SHOOTING METHODOLOGY

"I usually do very few takes during the shoot: I usually do long tests and only one take, although sometimes we have to repeat them because of technical problems. I do this so that the actors don't get into the routine of their performance and are not tempted to hide their energy. That's how they give it all. Since I shot my first feature film, Die innere Sicherheit, I have maintained the same working structure: the actors arrive on the set at 8 a.m., the only people there are them, me and someone with coffee. We start rehearsing what we want to achieve that day, and it takes us three or four hours to find the choreography. During this time, the producers want to commit suicide because it seems that we don't do anything. But we find the choreography, and then we have the director of photography and the sound and lighting departments arrive, and we show them what we have done. When the actors put on their make-up, the director of photography, the editor and I talk about how we can film it, and it doesn't take more than half an hour to make a storyboard. We write it, we light it, we shoot one take... and at four o'clock we can go home.

HIS REFERENCES

"I found my way to the cinema by reading Truffaut's book of interviews with Hitchcock, a huge discovery that made me sensitive and trapped me for life.
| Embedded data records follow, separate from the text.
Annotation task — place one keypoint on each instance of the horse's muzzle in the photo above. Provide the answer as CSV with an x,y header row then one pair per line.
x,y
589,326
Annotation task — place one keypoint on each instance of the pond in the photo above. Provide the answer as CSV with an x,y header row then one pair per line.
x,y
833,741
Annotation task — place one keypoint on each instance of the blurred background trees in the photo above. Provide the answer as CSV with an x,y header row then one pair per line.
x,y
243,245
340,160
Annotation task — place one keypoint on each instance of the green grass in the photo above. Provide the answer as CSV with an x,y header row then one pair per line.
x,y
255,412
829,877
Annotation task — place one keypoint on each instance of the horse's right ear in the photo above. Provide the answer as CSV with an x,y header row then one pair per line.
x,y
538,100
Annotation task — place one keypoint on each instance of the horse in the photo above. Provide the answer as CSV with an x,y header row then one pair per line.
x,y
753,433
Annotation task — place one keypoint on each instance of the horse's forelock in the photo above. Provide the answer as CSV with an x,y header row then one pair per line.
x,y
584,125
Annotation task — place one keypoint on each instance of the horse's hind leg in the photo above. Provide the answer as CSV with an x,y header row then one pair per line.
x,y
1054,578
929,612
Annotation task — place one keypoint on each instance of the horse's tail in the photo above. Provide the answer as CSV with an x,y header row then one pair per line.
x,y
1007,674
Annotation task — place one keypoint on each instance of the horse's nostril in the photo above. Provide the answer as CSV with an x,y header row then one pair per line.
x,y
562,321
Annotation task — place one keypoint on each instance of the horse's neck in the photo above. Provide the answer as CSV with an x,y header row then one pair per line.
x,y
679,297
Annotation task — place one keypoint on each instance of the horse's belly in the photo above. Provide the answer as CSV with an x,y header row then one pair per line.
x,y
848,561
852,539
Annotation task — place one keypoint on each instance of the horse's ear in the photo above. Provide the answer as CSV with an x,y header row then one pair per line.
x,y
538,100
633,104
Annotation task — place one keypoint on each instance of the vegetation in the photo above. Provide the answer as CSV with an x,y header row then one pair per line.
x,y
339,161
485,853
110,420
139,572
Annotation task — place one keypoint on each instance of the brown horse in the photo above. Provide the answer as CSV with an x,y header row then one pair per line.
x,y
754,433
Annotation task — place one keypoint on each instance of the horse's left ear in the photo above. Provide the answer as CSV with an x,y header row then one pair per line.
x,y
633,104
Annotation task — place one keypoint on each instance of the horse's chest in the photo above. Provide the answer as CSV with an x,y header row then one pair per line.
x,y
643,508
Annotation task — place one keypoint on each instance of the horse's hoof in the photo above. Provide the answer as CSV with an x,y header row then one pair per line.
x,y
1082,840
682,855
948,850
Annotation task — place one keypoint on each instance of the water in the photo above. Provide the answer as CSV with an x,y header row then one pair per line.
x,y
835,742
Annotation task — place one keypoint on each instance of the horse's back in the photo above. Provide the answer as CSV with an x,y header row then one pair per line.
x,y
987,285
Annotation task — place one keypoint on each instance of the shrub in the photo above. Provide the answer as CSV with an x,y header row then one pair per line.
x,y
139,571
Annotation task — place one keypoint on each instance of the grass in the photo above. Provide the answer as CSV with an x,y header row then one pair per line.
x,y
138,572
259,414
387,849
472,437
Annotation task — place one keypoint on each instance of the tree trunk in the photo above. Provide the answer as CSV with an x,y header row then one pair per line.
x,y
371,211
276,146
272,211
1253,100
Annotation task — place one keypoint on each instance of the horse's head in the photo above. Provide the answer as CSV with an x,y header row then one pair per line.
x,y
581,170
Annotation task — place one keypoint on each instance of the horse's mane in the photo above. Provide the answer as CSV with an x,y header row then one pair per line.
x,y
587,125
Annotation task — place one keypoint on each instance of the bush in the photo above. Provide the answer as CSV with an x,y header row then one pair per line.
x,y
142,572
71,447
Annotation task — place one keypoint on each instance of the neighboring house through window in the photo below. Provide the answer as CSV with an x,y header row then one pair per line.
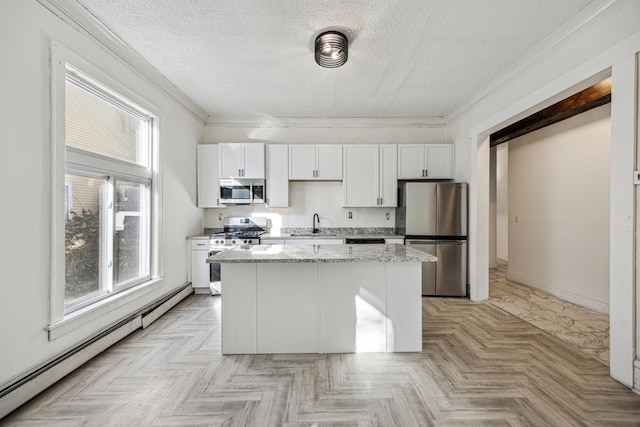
x,y
105,228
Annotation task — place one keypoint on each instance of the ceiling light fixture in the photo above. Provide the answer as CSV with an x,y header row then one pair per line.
x,y
331,49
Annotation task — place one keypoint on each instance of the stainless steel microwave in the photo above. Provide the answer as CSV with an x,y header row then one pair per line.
x,y
241,191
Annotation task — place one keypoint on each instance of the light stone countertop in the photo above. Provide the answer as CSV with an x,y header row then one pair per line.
x,y
321,253
339,235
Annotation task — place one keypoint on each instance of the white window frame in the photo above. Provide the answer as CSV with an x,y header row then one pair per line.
x,y
65,158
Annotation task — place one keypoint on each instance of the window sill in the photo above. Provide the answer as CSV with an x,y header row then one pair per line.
x,y
106,309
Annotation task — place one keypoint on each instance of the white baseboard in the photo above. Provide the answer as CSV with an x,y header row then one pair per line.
x,y
36,382
49,377
564,295
151,317
636,376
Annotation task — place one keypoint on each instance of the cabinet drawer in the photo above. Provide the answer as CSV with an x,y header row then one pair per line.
x,y
200,244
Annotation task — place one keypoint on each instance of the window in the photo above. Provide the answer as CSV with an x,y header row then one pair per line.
x,y
104,211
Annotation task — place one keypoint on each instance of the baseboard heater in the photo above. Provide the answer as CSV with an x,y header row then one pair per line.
x,y
19,392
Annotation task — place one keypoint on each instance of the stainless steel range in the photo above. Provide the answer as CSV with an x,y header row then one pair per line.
x,y
239,230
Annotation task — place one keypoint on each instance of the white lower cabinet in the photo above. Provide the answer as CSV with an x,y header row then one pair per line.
x,y
272,241
313,241
313,307
394,241
287,319
239,309
199,266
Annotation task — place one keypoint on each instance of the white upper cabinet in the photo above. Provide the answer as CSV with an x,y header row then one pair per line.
x,y
315,162
208,178
388,175
277,175
242,160
370,175
425,161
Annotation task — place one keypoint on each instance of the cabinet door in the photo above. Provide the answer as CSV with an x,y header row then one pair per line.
x,y
230,160
410,161
439,160
287,308
253,161
277,176
388,176
353,305
361,176
302,161
329,162
208,178
199,269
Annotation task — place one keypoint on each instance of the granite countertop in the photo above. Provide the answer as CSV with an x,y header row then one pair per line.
x,y
199,237
325,233
321,253
332,233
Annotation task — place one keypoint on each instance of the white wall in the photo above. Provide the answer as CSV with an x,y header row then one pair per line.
x,y
324,198
559,190
604,36
26,28
502,201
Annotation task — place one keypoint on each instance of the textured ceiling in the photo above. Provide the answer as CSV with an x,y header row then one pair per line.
x,y
407,58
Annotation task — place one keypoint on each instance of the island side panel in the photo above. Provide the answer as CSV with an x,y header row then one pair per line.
x,y
352,307
238,308
287,308
404,307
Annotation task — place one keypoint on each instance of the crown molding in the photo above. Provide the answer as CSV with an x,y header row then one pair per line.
x,y
327,122
556,38
72,13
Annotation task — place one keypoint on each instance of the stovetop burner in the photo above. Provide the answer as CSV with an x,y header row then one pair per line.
x,y
240,230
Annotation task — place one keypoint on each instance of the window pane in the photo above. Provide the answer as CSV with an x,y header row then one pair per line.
x,y
104,127
84,239
132,233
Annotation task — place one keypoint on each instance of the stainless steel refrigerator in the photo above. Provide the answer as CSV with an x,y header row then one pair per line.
x,y
433,218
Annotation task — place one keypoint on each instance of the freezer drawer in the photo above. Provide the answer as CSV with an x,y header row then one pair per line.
x,y
451,268
428,268
447,276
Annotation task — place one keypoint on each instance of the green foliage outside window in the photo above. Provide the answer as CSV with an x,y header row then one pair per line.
x,y
82,254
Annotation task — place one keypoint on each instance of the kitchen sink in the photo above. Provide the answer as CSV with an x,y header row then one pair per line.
x,y
312,235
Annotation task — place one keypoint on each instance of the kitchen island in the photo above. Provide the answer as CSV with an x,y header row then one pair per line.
x,y
321,298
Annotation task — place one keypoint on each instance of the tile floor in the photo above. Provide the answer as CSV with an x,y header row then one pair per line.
x,y
581,327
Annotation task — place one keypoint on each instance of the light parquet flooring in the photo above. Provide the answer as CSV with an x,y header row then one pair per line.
x,y
479,366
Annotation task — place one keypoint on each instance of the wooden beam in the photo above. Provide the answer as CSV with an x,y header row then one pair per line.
x,y
592,97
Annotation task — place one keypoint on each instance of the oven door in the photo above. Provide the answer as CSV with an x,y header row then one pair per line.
x,y
214,275
233,192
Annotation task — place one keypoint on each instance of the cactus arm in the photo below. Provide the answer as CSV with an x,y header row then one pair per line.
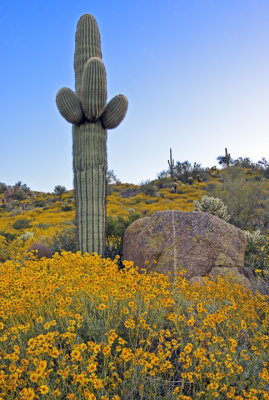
x,y
90,116
93,89
87,45
69,106
115,112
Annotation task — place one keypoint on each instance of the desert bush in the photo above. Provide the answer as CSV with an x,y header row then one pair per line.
x,y
60,189
148,188
213,206
8,236
67,208
257,254
247,199
115,228
26,236
40,250
3,187
22,223
64,239
75,327
39,203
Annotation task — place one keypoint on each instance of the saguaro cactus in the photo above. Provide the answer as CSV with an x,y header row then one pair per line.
x,y
87,110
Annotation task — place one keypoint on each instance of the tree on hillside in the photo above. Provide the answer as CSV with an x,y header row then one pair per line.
x,y
246,198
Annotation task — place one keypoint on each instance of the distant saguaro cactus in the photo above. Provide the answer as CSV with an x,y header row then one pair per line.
x,y
87,110
171,165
As a spectator, the first film I fell in love with was The Jungle Book. I saw it when I was 7 years old and it impressed me greatly because it is full of colour and choreography. Actually, it has something to do with Transit: there is also a child without parents and alone in the plot. I think that resonated deeply with me. Something similar happened to me with The Carnival of Souls, which I had seen three or four times in the 1980s: when I shot Yella, I already knew that they both had something to do with each other, but then I was impressed by how much they feed from each other when someone made a film essay comparing the two films. It is very clear to me that cinema has a lot to do with the subconscious. Also... I am German, so I was tutored by the films of Fritz Lang and Murnau, also by Billy Wilder, Robert Siodmak, Edgar G. Ulmer, those directors who had to escape Europe because of fascism, and who came to Hollywood to create something new from that German cinematic light of the 1920s. And, of course, there are Wenders and Fassbinder: when I was 16 or 17, which is when I started going to the cinema, I was looking for my own cultural imagination and I found it in them; I think that Barbara has a lot perhaps of Wenders in the landscapes, and Phoenix has more elements of Fassbinder, there in the search for tradition. In any case, making a film means to do a search for your own cinematic identity".